La période à venir va ainsi être marquée par un report des dépenses d’entretien et de réparations non essentielles et surtout par des arbitrages entre les différents réseaux en vue d’obtenir le meilleur rapport qualité/prix.

Toutes les conditions sont par ailleurs réunies pour voir l’émergence d’offres low cost (Cf : www.carmopro-guadeloupe.fr). Dès lors, compte tenu des possibilités de diversification structurellement limitées, les faits montrent l’urgence pour les professionnels de l’entretien, de la réparation et de la distribution d’équipements automobiles de se focaliser sur deux axes stratégiques majeurs :

·       L’optimisation des différents maillons de la chaîne de valeur. Parmi les compétences clés pour s’imposer face à la concurrence : de bonnes conditions d’approvisionnement et une gestion des stocks irréprochable. La maîtrise des évolutions et des outils technologiques sera également primordiale. La complexification du parc roulant imposera un choix inéluctable : « s’équiper ou mourir ».

·       La clarification du positionnement de l’offre reposant sur la mise en œuvre de stratégies d’identité forte. Dans un contexte de marché saturé, la différenciation (hauteur de gamme, type de services proposés, positionnement prix…) apparaît comme un impératif.

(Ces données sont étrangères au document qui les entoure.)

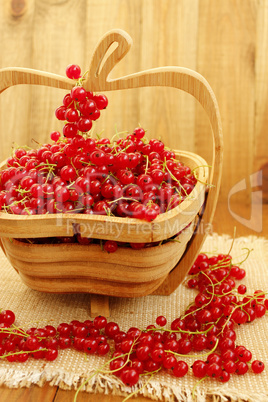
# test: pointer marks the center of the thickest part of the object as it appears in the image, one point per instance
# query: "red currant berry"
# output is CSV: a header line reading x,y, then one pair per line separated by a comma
x,y
257,366
73,71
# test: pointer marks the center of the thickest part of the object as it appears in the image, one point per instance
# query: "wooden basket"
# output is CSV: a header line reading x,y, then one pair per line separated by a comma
x,y
127,273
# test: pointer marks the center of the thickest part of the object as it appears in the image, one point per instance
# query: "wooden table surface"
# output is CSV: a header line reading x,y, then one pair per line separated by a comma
x,y
224,222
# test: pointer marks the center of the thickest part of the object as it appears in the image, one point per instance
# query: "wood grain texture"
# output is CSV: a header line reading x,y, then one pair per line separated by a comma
x,y
226,57
261,106
225,42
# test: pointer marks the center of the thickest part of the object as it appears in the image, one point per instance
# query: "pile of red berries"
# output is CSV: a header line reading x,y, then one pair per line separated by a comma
x,y
208,326
131,176
92,176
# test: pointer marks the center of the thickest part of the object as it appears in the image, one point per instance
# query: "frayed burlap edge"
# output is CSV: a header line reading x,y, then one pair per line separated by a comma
x,y
110,384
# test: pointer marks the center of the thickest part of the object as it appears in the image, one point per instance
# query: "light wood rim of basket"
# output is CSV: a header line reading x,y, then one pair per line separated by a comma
x,y
177,77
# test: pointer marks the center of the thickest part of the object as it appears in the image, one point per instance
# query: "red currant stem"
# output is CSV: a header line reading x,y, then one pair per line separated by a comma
x,y
91,131
108,212
174,178
147,164
108,176
10,332
71,184
248,253
196,385
74,167
144,385
21,331
121,198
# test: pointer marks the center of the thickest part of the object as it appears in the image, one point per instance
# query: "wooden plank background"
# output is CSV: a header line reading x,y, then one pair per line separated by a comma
x,y
226,41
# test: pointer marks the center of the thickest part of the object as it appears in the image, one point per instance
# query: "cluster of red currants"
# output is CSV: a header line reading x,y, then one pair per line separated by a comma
x,y
208,325
94,176
80,107
131,176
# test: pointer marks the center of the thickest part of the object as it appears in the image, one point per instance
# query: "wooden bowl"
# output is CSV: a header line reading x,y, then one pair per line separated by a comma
x,y
130,273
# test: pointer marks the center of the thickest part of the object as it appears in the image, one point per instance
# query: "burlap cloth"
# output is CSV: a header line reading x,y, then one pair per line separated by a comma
x,y
72,367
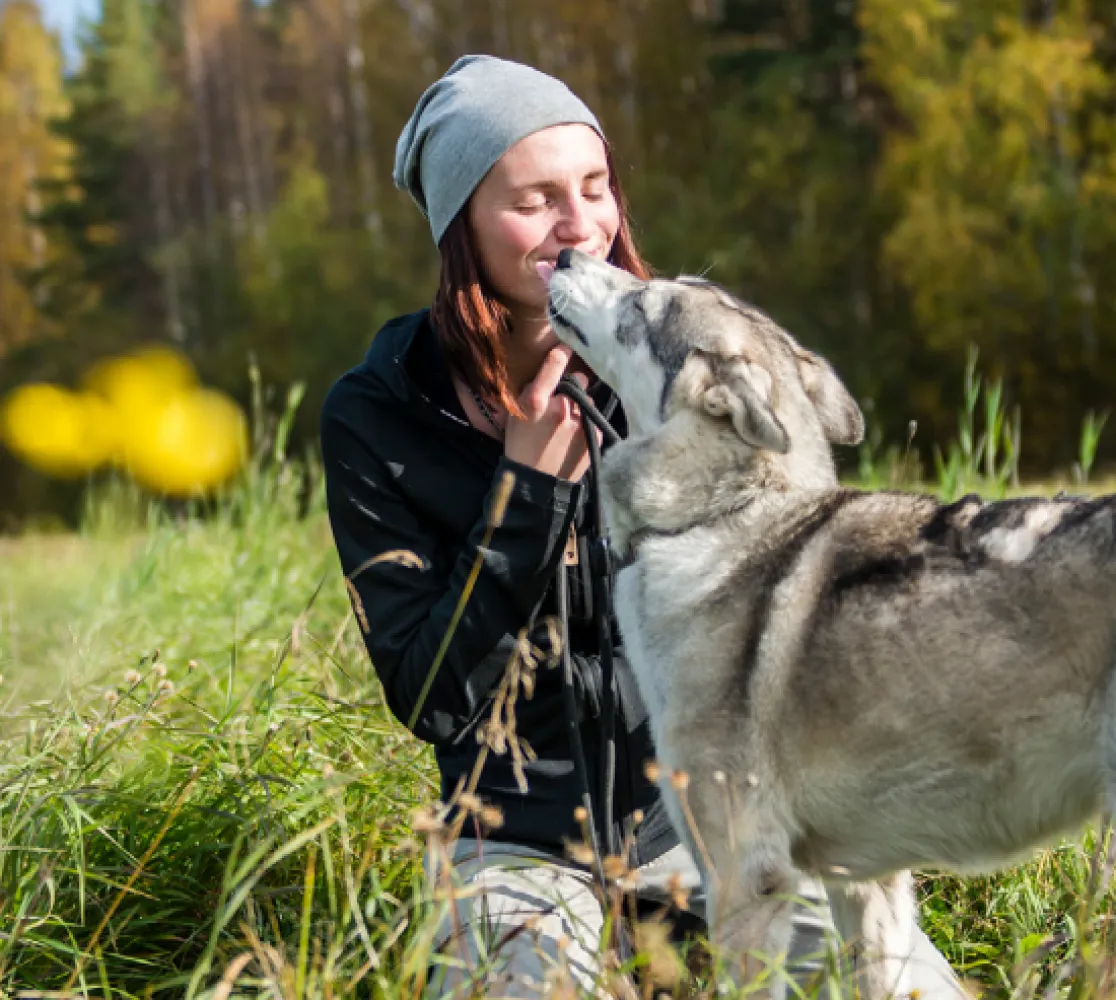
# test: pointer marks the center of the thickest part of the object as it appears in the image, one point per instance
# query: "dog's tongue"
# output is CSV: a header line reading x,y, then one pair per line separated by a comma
x,y
546,270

En marge du positionnement choisi, les opérateurs devront également s’appuyer sur une stratégie identité/image cohérente.

À l’inverse du marché du neuf, l’occasion se porte bien en France

Malgré un léger moins bien de 1,4 % depuis le début d’année, le marché de l’occasion a très bien marché en avril avec 5,6 % de croissance par rapport à la même période de l’an dernier.

Cela contraste nettement avec la situation du marché du neuf en France. L’achat d’une voiture d’occasion en guadeloupe a continué de baisser en avril. (Consultez toyota-guadeloupe.com)

Et même si la baisse est plus faible que sur les mois précédents avec -5,2 %, la situation n’est toujours pas sur le point de se retourner puisque ce ralentissement de la chute est à mettre sur le compte de nouveautés importantes sorties récemment.

Et du côté de l’occasion, les choses vont bien mieux. Si l’acheteur de véhicule délaisse les showrooms pour se concentrer sur les offres d’occasion spécialement les outils de moto, c’est bien symptomatique d’un changement de comportement et de l’incertitude de l’avenir économique. En avril, le marché de l’occasion a progressé de 5,6 % par rapport à avril 2012. ( http://www.rockxtools.com/)

Une jolie progression qui viendra compenser la baisse de l’occasion depuis le début d’année (-1,4 %).

Fait intéressant, selon les données d’autoactu.com, la plupart des tranches d’âges de véhicules d’occasion ont fait mieux, sauf pour les « 3 à 4 ans ». À l’image du marché du neuf, Renault se casse moins la figure que PSA avec respectivement -1 % depuis le début d’année contre -11 % pour Peugeot et -10 % pour Citroën.

La plus grosse part dans le marché d’occasion est représentée par les véhicules de 5 ans et plus, qui totalisent 64 % des ventes avec 303 750 exemplaires. Par ailleurs, dans un tout autre secteur, celui de modèles réduits de voitures (Cf : arnage43.com) , on constate une hausse assez significative.